Every board comes with a base BSP (Board Support Package) from the manufacturers. However, in most cases, different levels of customization must meet the strict application requirements in real-life scenarios. Thus implicitly demanding the development
of a custom BSP.
This article will cover the main aspects of the BSP development process when creating custom BSPs for embedded systems.
Main BSP Development Steps
The development process of a BSP starts with the hardware and the Operating System that is supposed to be used on the given embedded platform. In general, choosing a hardware platform depends on the application’s needs and the target OS that needs to run on it.
There are two main categories of the OS ecosystem for embedded applications: UNIX Like Operating systems and Real-Time Operating Systems. The BSP development process highly depends on the target OS. There are as well few main steps in the development process that are common for both types of operating systems:
Choosing the OS Open-Source vs Proprietary
The OS is chosen depending on specific requirements for the application at hand. This choice is motivated by considerations as varied as safety-relevant vs non-safety-relevant applications, required certifications for the system, real-time requirements, and application software stacks that need to run under the OS, etc.
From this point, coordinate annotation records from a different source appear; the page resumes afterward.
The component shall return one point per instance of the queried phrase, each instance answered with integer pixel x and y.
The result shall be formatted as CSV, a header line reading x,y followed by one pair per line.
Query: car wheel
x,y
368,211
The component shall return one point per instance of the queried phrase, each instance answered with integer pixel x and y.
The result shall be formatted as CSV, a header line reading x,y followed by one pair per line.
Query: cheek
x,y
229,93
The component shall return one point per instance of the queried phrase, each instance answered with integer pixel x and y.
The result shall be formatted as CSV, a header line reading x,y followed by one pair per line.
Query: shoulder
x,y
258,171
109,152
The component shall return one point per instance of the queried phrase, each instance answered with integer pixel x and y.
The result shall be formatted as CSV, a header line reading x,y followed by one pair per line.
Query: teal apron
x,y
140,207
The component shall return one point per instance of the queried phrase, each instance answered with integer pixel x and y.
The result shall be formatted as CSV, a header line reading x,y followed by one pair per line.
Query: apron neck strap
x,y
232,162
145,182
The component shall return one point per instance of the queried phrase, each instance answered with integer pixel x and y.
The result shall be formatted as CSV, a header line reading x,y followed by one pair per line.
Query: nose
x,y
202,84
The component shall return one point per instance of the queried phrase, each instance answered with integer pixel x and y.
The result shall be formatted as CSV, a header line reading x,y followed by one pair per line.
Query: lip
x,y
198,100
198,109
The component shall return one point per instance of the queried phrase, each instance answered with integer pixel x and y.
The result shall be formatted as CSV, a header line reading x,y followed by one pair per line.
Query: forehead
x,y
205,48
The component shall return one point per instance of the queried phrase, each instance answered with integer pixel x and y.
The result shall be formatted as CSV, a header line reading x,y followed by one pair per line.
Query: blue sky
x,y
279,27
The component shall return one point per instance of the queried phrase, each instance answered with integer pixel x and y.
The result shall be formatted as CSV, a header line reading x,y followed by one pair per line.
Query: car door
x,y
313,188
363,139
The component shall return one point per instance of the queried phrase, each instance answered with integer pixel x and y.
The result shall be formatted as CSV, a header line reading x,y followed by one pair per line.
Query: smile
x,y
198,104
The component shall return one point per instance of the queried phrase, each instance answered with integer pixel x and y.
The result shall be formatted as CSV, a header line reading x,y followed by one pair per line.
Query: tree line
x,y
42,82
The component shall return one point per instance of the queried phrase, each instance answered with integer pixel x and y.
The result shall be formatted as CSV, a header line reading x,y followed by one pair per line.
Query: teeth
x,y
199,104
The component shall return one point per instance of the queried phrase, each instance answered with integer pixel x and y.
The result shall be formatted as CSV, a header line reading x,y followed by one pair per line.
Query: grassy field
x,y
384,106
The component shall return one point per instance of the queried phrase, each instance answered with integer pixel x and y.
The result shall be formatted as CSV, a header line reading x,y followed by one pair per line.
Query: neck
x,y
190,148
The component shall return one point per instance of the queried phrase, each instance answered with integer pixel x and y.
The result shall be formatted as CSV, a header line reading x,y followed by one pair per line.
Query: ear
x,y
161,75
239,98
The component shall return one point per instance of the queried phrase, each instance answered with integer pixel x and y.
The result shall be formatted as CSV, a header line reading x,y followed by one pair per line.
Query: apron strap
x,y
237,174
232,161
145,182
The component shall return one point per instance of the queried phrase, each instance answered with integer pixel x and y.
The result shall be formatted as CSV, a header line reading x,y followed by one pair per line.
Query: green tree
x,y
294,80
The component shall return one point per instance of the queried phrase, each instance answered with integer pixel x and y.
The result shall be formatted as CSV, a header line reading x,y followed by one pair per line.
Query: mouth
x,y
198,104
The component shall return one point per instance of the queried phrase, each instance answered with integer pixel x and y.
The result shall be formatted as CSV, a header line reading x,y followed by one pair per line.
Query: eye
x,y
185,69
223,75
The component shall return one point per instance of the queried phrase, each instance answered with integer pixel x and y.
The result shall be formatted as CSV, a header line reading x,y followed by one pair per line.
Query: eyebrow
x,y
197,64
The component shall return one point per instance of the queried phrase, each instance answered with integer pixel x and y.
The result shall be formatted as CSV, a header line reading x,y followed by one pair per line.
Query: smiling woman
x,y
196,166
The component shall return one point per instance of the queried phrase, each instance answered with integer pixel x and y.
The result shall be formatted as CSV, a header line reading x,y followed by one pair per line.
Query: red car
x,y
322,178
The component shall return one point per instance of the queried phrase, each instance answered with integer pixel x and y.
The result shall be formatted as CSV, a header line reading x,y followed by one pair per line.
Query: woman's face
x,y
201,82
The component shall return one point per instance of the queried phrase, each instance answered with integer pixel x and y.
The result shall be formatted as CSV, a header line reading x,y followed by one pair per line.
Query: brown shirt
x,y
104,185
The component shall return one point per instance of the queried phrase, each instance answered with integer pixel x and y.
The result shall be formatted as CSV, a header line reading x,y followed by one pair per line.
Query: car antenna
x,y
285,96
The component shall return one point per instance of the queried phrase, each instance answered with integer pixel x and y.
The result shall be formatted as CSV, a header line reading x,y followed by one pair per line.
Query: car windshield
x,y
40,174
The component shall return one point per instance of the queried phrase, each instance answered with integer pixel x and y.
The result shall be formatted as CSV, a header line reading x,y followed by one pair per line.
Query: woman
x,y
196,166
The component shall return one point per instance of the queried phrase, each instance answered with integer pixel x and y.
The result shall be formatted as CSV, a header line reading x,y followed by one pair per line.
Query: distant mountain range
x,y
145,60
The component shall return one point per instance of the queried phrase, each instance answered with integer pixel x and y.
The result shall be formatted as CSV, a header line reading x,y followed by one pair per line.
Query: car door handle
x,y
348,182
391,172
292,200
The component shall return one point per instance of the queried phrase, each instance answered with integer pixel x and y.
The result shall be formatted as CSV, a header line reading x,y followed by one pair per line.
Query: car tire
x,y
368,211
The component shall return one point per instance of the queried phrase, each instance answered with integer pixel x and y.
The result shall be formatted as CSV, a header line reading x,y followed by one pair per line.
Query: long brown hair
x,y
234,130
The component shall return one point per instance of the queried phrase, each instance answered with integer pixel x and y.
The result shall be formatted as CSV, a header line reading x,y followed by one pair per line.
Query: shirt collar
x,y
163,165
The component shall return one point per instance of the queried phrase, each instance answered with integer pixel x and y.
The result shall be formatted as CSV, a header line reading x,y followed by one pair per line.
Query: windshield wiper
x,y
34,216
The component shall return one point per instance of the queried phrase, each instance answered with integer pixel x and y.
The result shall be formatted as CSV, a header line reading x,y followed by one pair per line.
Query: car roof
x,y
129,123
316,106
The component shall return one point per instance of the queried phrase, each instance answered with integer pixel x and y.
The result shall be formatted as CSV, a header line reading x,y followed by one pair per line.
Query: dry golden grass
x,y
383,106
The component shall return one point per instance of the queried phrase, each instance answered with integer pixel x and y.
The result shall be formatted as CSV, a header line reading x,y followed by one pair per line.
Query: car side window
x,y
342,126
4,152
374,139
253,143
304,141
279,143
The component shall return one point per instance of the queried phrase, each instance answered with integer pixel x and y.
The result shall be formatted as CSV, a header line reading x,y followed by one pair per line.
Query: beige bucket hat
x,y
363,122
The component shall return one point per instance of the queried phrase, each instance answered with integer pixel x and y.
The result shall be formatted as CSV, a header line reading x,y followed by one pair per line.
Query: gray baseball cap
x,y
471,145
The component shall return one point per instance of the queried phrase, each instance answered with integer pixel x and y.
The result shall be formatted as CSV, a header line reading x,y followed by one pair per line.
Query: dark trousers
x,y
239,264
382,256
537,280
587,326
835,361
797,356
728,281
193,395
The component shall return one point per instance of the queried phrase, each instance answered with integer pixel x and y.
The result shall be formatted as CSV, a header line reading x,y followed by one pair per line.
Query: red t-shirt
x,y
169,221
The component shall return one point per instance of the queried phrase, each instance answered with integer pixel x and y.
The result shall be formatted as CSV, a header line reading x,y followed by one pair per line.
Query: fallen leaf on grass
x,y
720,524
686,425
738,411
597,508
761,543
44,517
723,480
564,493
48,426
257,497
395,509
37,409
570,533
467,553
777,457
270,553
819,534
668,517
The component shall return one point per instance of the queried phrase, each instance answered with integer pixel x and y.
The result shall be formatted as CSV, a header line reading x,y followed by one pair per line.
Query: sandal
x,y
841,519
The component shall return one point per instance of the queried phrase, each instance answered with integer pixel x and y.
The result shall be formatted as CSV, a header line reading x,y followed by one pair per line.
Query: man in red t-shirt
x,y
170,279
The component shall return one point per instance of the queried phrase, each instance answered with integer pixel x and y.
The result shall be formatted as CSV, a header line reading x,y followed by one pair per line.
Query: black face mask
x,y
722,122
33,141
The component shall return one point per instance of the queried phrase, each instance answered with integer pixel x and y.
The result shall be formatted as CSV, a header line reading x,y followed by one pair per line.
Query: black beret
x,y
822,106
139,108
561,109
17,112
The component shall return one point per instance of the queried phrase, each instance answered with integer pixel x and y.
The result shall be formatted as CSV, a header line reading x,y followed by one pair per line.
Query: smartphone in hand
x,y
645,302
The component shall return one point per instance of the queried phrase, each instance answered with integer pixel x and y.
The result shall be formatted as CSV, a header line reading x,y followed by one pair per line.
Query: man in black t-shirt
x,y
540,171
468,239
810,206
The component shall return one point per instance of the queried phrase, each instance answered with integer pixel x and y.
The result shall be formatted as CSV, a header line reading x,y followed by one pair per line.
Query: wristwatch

Bootloader & Boot scheme Development
Irrespective of the chosen OS, the bootloader does the first initialization of the system. In general, depending on the chosen OS, a Bootloader will have a customization starting from scratch or from an Open-Source implementation. In addition to the development and configuration of the individual Bootloaders for each boot stage, it’s necessary to implement the boot scheme/strategy, such that the system can boot up according to strict application requirements and be in sync with other SoC or cores present on the same Board/SoC.
Depending on the chosen OS, there are different techniques to abstract/describe the hardware/SoC on which the OS is running, such that the kernel of the OS can work with an abstract description of the hardware components – peripherals CPU cores, hardware accelerators, interrupt lines, etc. For Unix Like Operating Systems such as VxWorks, Linux, etc. there is the tree structure data format – Device Tree. It describes the hardware in a binary blob-compilable format. Also, the Kernel loads it at boot time. Although not so popular in applications with RTOSs, Device Tree starts to gain popularity with Real-Time Operating Systems. Other common hardware abstraction methods for hardware in RTOS applications include writing standardized C routines that have good documentation.
The specification/documentation of the various APIs acts as a to-do list for developers that implement the hardware abstraction layers. We can use it later on, in the upper kernel layers/device drivers. Many silicon vendors implement a widespread specification is the Common Microcontroller Software Interface Standard (CMSIS).
Device Driver Development
After the bootloader and the low-level hardware abstractions are ready, the OS can start to boot on the custom platform. Now the Kernel customization development can start. New functionality is added in terms of device drivers such that the various OS software stacks can be reliably interfaced with the various hardware peripherals, on-chip hardware accelerators, etc. As well as customization for existing drivers, depending on the type of OS Opensource vs proprietary, the amount of work will be centered around customization of existing opensource drivers or development of new ones from scratch based on guidelines and sample drivers from the OS supplier.
OS Stacks Development & Integration
For the OS to be able to reliably provide the application services the needed functionalities in terms of hardware and software resources, various software stacks such as networking, USB, video, audio, etc. we need to integrate or further develop such that they met the requirements of the application at hand. Most OS’es, proprietary, and Open-Source have already well-tested standard software stacks that can provide required functionalities for the application layer. The only needs in terms of custom development are isolated customization and integration work, such that only the required components are integrated and properly configured according to the needs of the overall application.
Root File System Customization
Embedded applications rely in general on a whole suite of tools that are necessary along with them such that they can reliably provide the needed functionalities. Thus, is demanding that the rotfs have custom configuration in order to include the various packages that the application needs.
As any custom development, the developed BSP also needs testing and benchmarking according to the specific application KPIs. That way the overall software platform has a solid foundation on which it can function properly at the expected performance. To reliably perform all the tests, we need to set up the infrastructure in such a way that tests from unit to system test can be developed and integrated on a continuous integration pipeline.
In conclusion, the development of a custom Board Support Package is complex development work. It is highly dependent on the type of OS and the underlying characteristics of the hardware. Also, it depends on the application that will run on top of the OS. It dictates the features that need development at both the kernel/BSP level and OS Middleware level.